The decision effectively gave the presidency to Bush. The five justices voting in favor of Bush were Republican appointees, and the four justices voting in favor of Gore were Democrat appointees.
That December in 2000 is when the Supreme Court visibly became a political institution whose purpose is to serve not the Constitution nor the people but the biddings of the political interests of the forces behind their appointments, most notably, the Federalist Society and other conservative “dark money” groups.
Understandably, trust in the Court by the American people has plummeted from a nearly 70 percent rating in 2001 to 41 percent in 2023.
Today, one media investigative report after another discloses that two justices (Thomas and Alito) have received special favors from billionaires friends that include expensive gifts, luxurious trips to resorts around the globe on yachts and private jets, mortgages paid on the homes of family members, RVs bought personal travel, and other things not disclosed. The wives of these same two justices have engaged in lunatic-fringe insurrection behavior supporting a violent overthrow of the government.
Yet neither justice will recuse themselves from cases dealing with issues connected to anyone or anything associated with their special privileges or lunatic political behavior.

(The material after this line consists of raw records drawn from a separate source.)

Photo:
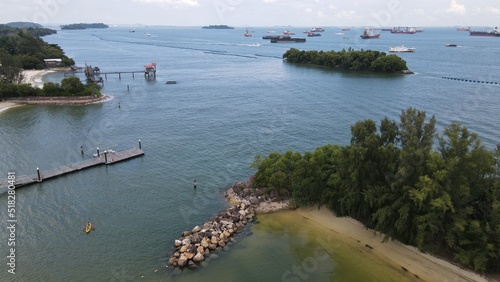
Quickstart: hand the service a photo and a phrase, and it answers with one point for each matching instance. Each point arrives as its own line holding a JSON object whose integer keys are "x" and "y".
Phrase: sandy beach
{"x": 34, "y": 77}
{"x": 425, "y": 266}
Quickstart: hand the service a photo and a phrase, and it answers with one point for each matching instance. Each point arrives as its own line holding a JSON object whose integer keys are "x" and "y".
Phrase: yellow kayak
{"x": 88, "y": 228}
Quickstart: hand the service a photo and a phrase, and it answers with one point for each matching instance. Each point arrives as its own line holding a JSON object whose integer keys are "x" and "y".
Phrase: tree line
{"x": 24, "y": 49}
{"x": 69, "y": 86}
{"x": 362, "y": 60}
{"x": 84, "y": 26}
{"x": 442, "y": 197}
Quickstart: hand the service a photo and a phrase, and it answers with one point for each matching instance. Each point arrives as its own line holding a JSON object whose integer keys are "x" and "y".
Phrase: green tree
{"x": 72, "y": 86}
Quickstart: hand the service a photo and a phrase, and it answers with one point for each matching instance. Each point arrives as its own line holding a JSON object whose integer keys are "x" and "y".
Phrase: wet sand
{"x": 425, "y": 266}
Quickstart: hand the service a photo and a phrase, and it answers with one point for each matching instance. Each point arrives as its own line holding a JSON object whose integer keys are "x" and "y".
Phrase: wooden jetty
{"x": 105, "y": 158}
{"x": 91, "y": 73}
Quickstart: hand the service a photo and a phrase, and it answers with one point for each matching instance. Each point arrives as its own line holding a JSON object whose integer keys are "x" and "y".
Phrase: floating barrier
{"x": 470, "y": 80}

The Court recently entertained the argument that the President of the United States would enjoy absolute immunity if they ordered the assassination of political rivals so long as they determined it was an “official act.”
The fact that such an argument could be made under any circumstances in the nation’s highest Court is disturbing and dangerous.
The nation’s legal system, in conjunction with the American people, await the Court’s decision on how much, if any, immunity an American president enjoys for committing criminal wrongdoing while in office. One presidential candidate is already campaigning on a platform of revenge against his political rivals, his intention to act as a dictator and undo the underpinnings of this nation’s Democracy.
Would this Supreme Court stop such a President?
Based on its actions and recent statements by some of the Justices, we have every reason to fear that the Court would help usher in an authoritarian rule of government, the rule of law, the Constitution, and the people be damned.